Update #1: Economic Trends and Relationships in Broadway Theater and Movie Musicals

This is the first update post for my Monroe summer research project. My project is split into three main sections: data collection, calculation of summary and inferential statistics, and the final analysis and presentation development phase. I decided to post my first update because I am about to finish the data collection portion of my project. As a reminder, for my research this summer, I am analyzing public data on movie musicals and Broadway musicals to see if there is a relationship or correlation between the two. Does one form of entertainment influence the other? Which one has grown more steadily in the past 17 years, etc? These questions can be answered through exploratory data analysis.

My first step in the data collection phase was to gather available data off of the internet and put it into an Excel spreadsheet. By putting it into Excel, I now have the ability to manipulate the data and run various statistical tests. This part alone has taken me many hours to complete. I have finally finished compiling the data into two separate spreadsheets: one for Broadway data (from Broadway League), and one for movie musicals (from Box Office Mojo). This was a great learning process for me. It took a very log time, unfortunately, to compile the data, but that alone taught me a lot. I now have a much better understanding of how I should go about collecting large data-sets in the future.

My research will be based on data collected since the year 2000. I stopped collecting data at the end of the year 2017, so that I am analyzing a complete year of data. So, in the end, the data I compiled for both movie musicals and Broadway was from 2000-2017.

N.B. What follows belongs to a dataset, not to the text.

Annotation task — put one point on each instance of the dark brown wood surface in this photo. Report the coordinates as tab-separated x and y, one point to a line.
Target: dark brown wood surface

Now that I have collected the data, I will organize it so that it makes sense and has the unnecessary columns/variables removed. This is called QC or Quality Control. In a new excel spreadsheet, I am going to organize the data in chronological order with a consistent date format that can be easily interpreted in tables and graphs. I decided to format the date as “year-week#”. For example the week of January 14, 2001 will be understood in my data-set as 2001-03 for being the third week in 2001. The organization of this new spreadsheet will make it easier for me to use Pivot Tables and Pivot Charts in Excel. This tool is extremely helpful in data analysis, and it will help me manipulate the data and change which variables I am analyzing without having to change the data-set itself.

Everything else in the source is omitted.